As I think about my relationships with them--and how many phases of dieting and body size they've seen me through--I realize how much history I carry of different ways of seeing and being with my body. I have been afraid of it and in awe of it, disgusted by it and open to its soft rhythms. Sometimes I've weighed more and sometimes I've weighed less.
When we have friends over the years, family, loved ones, they see the fluctuations we wear. In fact, one thing about our bodies is that they broadcast to the world, whether we like it or not, a lot of what we're experiencing or going through on the inside. It can be humbling.

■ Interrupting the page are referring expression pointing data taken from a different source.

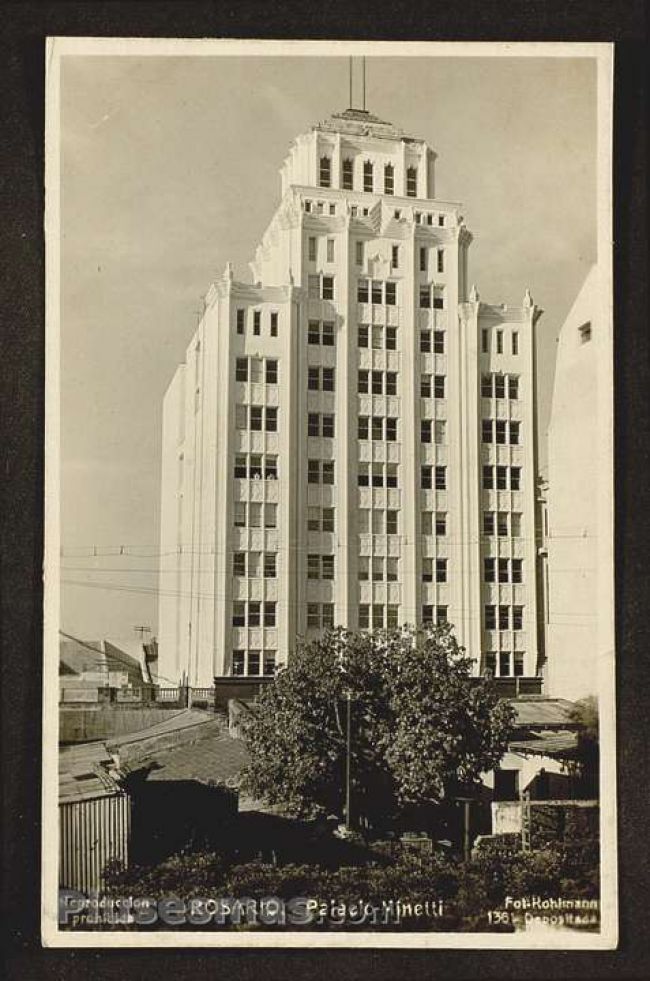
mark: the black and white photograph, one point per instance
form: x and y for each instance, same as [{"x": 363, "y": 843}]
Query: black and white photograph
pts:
[{"x": 329, "y": 580}]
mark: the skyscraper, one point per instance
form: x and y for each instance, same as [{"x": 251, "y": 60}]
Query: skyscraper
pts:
[{"x": 351, "y": 438}]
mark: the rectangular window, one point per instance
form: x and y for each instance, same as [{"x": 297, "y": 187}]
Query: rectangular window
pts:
[
  {"x": 347, "y": 174},
  {"x": 241, "y": 369},
  {"x": 411, "y": 182},
  {"x": 271, "y": 371},
  {"x": 325, "y": 172},
  {"x": 367, "y": 176}
]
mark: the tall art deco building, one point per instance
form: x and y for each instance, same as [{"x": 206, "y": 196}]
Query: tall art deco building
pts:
[{"x": 351, "y": 440}]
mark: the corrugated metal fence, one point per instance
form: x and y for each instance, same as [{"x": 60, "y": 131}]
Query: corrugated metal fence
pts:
[{"x": 92, "y": 832}]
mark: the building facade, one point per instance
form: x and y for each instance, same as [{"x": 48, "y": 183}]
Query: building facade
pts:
[
  {"x": 580, "y": 493},
  {"x": 351, "y": 439}
]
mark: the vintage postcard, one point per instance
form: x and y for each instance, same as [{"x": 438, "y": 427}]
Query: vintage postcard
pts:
[{"x": 329, "y": 617}]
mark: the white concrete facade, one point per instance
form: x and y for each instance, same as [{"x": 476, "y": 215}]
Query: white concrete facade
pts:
[
  {"x": 580, "y": 594},
  {"x": 351, "y": 440}
]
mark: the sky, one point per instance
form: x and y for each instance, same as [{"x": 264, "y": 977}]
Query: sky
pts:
[{"x": 169, "y": 169}]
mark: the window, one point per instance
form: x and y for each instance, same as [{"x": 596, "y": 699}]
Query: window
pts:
[
  {"x": 367, "y": 176},
  {"x": 256, "y": 418},
  {"x": 271, "y": 371},
  {"x": 411, "y": 182},
  {"x": 269, "y": 614},
  {"x": 325, "y": 172},
  {"x": 241, "y": 369}
]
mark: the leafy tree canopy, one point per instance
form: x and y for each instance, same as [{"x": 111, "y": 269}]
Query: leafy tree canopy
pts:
[{"x": 421, "y": 724}]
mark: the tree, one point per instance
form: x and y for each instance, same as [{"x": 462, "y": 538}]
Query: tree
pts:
[{"x": 421, "y": 724}]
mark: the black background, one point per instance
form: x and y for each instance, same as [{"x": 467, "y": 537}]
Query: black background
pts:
[{"x": 23, "y": 30}]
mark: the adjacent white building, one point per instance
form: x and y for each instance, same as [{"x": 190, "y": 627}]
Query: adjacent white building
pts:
[
  {"x": 351, "y": 440},
  {"x": 580, "y": 546}
]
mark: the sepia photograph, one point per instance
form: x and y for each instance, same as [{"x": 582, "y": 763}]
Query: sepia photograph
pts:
[{"x": 329, "y": 578}]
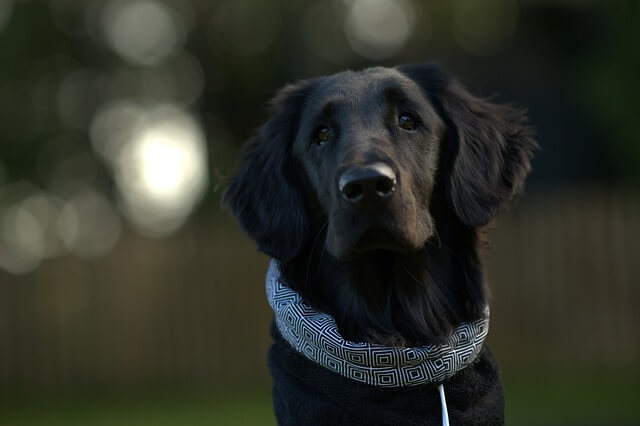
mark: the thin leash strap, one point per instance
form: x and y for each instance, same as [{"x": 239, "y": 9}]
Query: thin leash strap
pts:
[{"x": 443, "y": 403}]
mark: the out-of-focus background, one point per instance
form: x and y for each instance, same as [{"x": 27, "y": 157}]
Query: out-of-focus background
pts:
[{"x": 128, "y": 296}]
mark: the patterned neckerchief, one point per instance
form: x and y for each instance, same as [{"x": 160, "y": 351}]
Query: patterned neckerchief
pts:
[{"x": 315, "y": 335}]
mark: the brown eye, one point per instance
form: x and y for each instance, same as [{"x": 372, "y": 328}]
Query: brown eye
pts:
[
  {"x": 322, "y": 135},
  {"x": 407, "y": 121}
]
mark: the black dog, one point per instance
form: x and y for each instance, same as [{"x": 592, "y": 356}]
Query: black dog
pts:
[{"x": 371, "y": 189}]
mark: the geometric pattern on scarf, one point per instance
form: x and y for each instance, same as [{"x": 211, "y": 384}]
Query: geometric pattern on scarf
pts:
[{"x": 315, "y": 335}]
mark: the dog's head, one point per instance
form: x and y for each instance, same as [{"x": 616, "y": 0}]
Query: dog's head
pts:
[{"x": 363, "y": 152}]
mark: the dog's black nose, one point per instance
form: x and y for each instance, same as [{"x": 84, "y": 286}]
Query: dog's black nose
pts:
[{"x": 370, "y": 182}]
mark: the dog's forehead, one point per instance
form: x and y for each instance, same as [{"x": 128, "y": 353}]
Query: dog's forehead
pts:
[{"x": 354, "y": 87}]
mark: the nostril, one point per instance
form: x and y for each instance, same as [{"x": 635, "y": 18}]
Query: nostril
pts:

One friend I know almost decided not to go to a recent reunion of some of his army buddies because of his recent weight gain--he was afraid of what people would think, especially since they had known him as a free-wheeling, buff guy twenty years ago. He pushed himself to go anyway and had a great time. What would he have missed if he hadn't gone?
I wonder what we think our weight will say about us, and how we interpret it when we feel exposed to others in our lives. Does weight equal failure? Loss of control? Depression? Sometimes it also exposes our humanness, the crazy pace of our lives. For me, it often just means I'm going through a period where it's harder to listen and slow down. Eventually, a sense of heaviness and weight tells me I need to change what I'm doing and start attending to myself and my body more.
I guess if we're really in alignment with our bodies, that what they would say about how we are wouldn't be so different from the same truths we hold inside. What's so bad about that? The problem is when we split off, wish they said something different than they do, wish we could lie. Those who really care about us see what our bodies say, even if we'd rather pretend that everything is fine. But also, sometimes our bodies look 'fine' on the outside and don't reveal the part of us that is vulnerable, the part that is clutching desperately to a more controlled diet so that we don't have to feel feelings of fear or overwhelm.
What do you think your body says about you right now, and how do you feel about the world getting that message? Is your outside consistent with your insides, your feelings about your life? If not, why? Is there anything you're trying to hide that your body is saying for you instead?
Get curious about unpacking and deconstructing the stories that you, your body, and those around you might tell about you--are they consistent? If not, how might you make them more so, listening and catching up with your body's wisdom and feeling less shame about what it has to reveal? What are you hiding that your body and those close to you already know?